Although it took awhile to repaint the letters, I learned what brush and bristle to use, plus the cut. With that and my oil painting experience, I started staining our house while it was being built in 1980. I watched the interior painter and decided I could do as good as him. I didn't need to tape off walls or trim. I could cut in paint in a straight line without holding a thin sheet of tin against an edge or taping off. Whenever I have to paint anything by hand now, I always think about all the painting I did in the winters of 1966 and 67 on the raceboats. After that, we always hired a real sign painter. The only other letters I painted on our boats after that was "Spider" in 1968.

It was very cold that year. In the sixties, you had to keep up with antifreeze mixtures in your vehicles. I had been painting letters on the trailer after school while listening to the "Stones" singing "Let's Spend the Night Together" and the other side "Ruby Tuesday", as well as the Jefferson Airplane's "Somebody to Love" when Baldy came home. It was already dark. It was early, and it was overcast all day, but there was a forecast of a freeze overnight. Baldy was going to prepare supper and told me to take all the cars down to the service station to check the antifreeze levels and get them right.

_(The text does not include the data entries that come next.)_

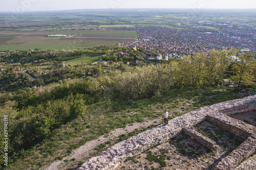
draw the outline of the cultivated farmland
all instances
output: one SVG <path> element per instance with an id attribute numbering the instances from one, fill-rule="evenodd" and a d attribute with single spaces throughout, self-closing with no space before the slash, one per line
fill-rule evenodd
<path id="1" fill-rule="evenodd" d="M 71 35 L 71 37 L 47 37 L 48 35 L 56 34 Z M 137 32 L 134 31 L 5 31 L 0 32 L 0 50 L 23 50 L 20 49 L 20 45 L 26 46 L 24 50 L 27 50 L 27 47 L 28 49 L 32 48 L 32 46 L 46 50 L 82 49 L 90 46 L 114 45 L 120 41 L 137 39 Z M 78 47 L 74 48 L 76 46 Z"/>
<path id="2" fill-rule="evenodd" d="M 65 64 L 67 65 L 69 64 L 71 66 L 74 66 L 77 64 L 81 64 L 82 61 L 83 63 L 90 62 L 95 62 L 99 60 L 101 57 L 101 55 L 84 54 L 79 58 L 67 61 L 67 62 L 65 62 Z"/>

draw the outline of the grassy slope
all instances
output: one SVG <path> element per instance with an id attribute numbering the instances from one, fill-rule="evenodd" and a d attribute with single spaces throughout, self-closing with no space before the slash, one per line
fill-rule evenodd
<path id="1" fill-rule="evenodd" d="M 72 60 L 68 60 L 65 64 L 66 65 L 70 64 L 71 66 L 74 66 L 77 64 L 82 64 L 82 60 L 84 63 L 89 63 L 90 62 L 95 62 L 99 60 L 101 57 L 101 55 L 95 54 L 84 54 L 81 57 L 75 58 Z"/>
<path id="2" fill-rule="evenodd" d="M 187 88 L 129 103 L 102 99 L 101 102 L 88 106 L 85 115 L 55 130 L 49 139 L 32 147 L 23 154 L 23 159 L 15 160 L 15 165 L 8 166 L 8 169 L 36 169 L 49 165 L 58 157 L 70 154 L 72 150 L 99 136 L 108 135 L 111 130 L 162 117 L 165 109 L 172 118 L 202 106 L 241 98 L 236 92 Z"/>

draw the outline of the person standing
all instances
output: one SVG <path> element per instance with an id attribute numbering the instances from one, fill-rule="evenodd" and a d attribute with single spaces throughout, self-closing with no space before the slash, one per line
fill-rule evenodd
<path id="1" fill-rule="evenodd" d="M 164 125 L 166 125 L 166 124 L 168 125 L 168 112 L 167 111 L 167 110 L 165 110 L 165 112 L 164 113 Z"/>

I was freezing by then. The temperature levels had dropped rapidly after Baldy got home. I took his Plymouth Station Wagon first. I don't remember how each car went, but I had to take my Mom's old Chysler New Yorker, and my International Scout. Brenda had to take her own Yellow and Black Plymouth.

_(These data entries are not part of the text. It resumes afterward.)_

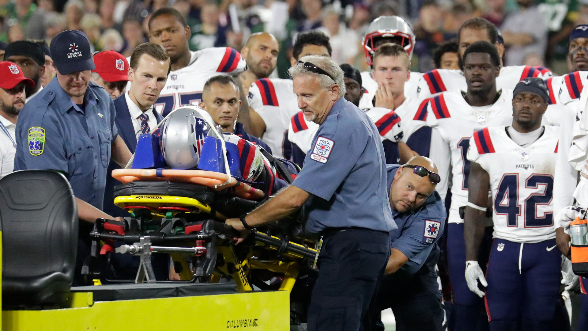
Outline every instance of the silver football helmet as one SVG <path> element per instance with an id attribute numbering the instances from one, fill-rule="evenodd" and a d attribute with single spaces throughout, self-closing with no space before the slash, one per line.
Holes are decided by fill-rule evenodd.
<path id="1" fill-rule="evenodd" d="M 366 62 L 372 65 L 374 52 L 377 49 L 374 42 L 380 38 L 393 38 L 391 42 L 398 44 L 404 47 L 409 57 L 412 58 L 415 49 L 416 37 L 412 28 L 402 17 L 397 16 L 380 16 L 374 19 L 368 26 L 368 32 L 363 38 L 362 44 L 366 54 Z"/>
<path id="2" fill-rule="evenodd" d="M 169 115 L 162 125 L 161 151 L 165 161 L 174 169 L 190 169 L 198 165 L 204 137 L 222 139 L 222 134 L 210 115 L 199 107 L 189 105 Z"/>

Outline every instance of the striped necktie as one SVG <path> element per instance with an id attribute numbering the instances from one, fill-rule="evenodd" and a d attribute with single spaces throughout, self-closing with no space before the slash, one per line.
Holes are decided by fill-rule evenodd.
<path id="1" fill-rule="evenodd" d="M 149 133 L 151 129 L 149 127 L 149 115 L 145 112 L 139 115 L 139 119 L 141 120 L 141 132 L 143 134 Z"/>

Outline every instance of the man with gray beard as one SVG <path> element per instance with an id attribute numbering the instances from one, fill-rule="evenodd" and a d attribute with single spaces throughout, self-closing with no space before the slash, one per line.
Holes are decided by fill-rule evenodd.
<path id="1" fill-rule="evenodd" d="M 16 153 L 16 117 L 25 107 L 25 85 L 35 82 L 25 78 L 12 62 L 0 62 L 0 178 L 12 172 Z"/>

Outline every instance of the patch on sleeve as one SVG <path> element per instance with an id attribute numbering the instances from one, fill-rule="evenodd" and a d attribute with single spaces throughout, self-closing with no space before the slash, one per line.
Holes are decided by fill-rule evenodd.
<path id="1" fill-rule="evenodd" d="M 333 150 L 333 145 L 335 145 L 335 141 L 330 139 L 327 139 L 323 137 L 318 137 L 316 139 L 315 148 L 312 149 L 310 158 L 321 163 L 326 163 L 327 161 L 329 160 L 329 155 L 330 155 L 330 152 Z"/>
<path id="2" fill-rule="evenodd" d="M 441 223 L 435 221 L 425 221 L 425 239 L 427 243 L 432 243 L 437 237 L 441 228 Z"/>
<path id="3" fill-rule="evenodd" d="M 33 127 L 29 129 L 29 151 L 33 156 L 43 154 L 45 147 L 45 129 Z"/>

The places where you fueled up in those days were just called gas stations. There was no such thing as self serve. When you pull up....the attendandt put the nozzle in the tank, popped the hood to check the oil and radiator, cleaned the bugs off the windshield and dried it with a chamois cloth that had be wrung through a set of rollers. When he was done, he would dip the chamois in the 35 gallon drum to wet it, and lay it across the rollers for the next car.

So, when I brought back the third car, it was getting late (about 8 O'clock) and very, very cold for South Texas. The service guys were very quick, getting other cars into and out of the bays to check their antifreeze. While sitting in my Scout with the engine running Spanky and Our Gang did one of my favorite songs of that time about Sunday Will Never be the Same. I don't know if that's the title, but I can remember being very cold and shuttling cars before an unexpected and quick moving storm moved in. Every time I hear the song, I think of cold, cars and boat racing.